Regional home owners making profits
REGIONAL property markets across Australia are gaining in strength, with the Coffs Harbour and Grafton areas performing particularly well.
The CoreLogic Pain and Gain Report for the December quarter of 2017 shows the vast majority of home sales (nine out of 10) in Australia are turning a profit for their vendors.
The report tracks home sales across Australia and reveals the proportion of properties being sold at a profit versus those being sold at a loss.
Across the nation, 91.1 per cent of all properties that resold in the December quarter went for a price above their previous purchase price.

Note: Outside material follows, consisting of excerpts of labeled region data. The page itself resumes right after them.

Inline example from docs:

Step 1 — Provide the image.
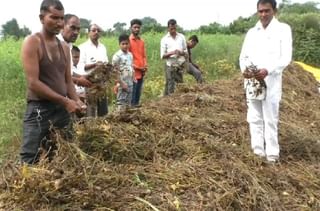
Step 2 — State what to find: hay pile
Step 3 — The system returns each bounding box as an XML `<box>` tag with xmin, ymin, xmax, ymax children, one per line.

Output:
<box><xmin>0</xmin><ymin>62</ymin><xmax>320</xmax><ymax>210</ymax></box>
<box><xmin>86</xmin><ymin>63</ymin><xmax>118</xmax><ymax>104</ymax></box>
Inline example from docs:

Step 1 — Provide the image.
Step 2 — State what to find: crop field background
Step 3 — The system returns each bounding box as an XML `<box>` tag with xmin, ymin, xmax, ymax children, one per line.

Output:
<box><xmin>0</xmin><ymin>33</ymin><xmax>243</xmax><ymax>157</ymax></box>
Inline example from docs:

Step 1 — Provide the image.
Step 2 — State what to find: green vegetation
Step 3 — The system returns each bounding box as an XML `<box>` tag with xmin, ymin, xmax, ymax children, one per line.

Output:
<box><xmin>0</xmin><ymin>33</ymin><xmax>243</xmax><ymax>157</ymax></box>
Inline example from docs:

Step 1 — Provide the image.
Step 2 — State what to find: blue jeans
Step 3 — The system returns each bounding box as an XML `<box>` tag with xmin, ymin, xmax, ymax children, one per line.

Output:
<box><xmin>131</xmin><ymin>77</ymin><xmax>143</xmax><ymax>106</ymax></box>
<box><xmin>20</xmin><ymin>101</ymin><xmax>72</xmax><ymax>164</ymax></box>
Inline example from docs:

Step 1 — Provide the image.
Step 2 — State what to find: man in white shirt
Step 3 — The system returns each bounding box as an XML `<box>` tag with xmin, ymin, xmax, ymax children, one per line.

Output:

The report shows the Coffs-Clarence region has one of the lowest proportions of loss-making resales across the country - just 3.8 per cent of property sales in our region were sold at a loss.
The result made the Coffs-Clarence region the ninth-best performer across Australia during the quarter.
"With property values continuing to increase over the final quarter of 2017, albeit at a more moderate pace, the proportion of properties resold at a profit has continued to climb,” research analyst Cameron Kusher said.
Nationally, the profits earned from property resales over this period totalled $17.832billion.
By comparison the resale losses amounted to just $442 million in realised losses.
Across the nation, a higher proportion of houses are resold at a profit than units and
"Over recent years, value growth for units has substantially underperformed that of houses, as a result in most regions of the country a higher proportion of houses resold for a profit than units,” Mr Kusher said.
The regions now showing the lowest proportion of resales at a loss are those surrounding Sydney and Melbourne.
At the other end of the spectrum, three regions, all of which are linked to the mining sector, recorded at least half of all resales at a loss over the quarter.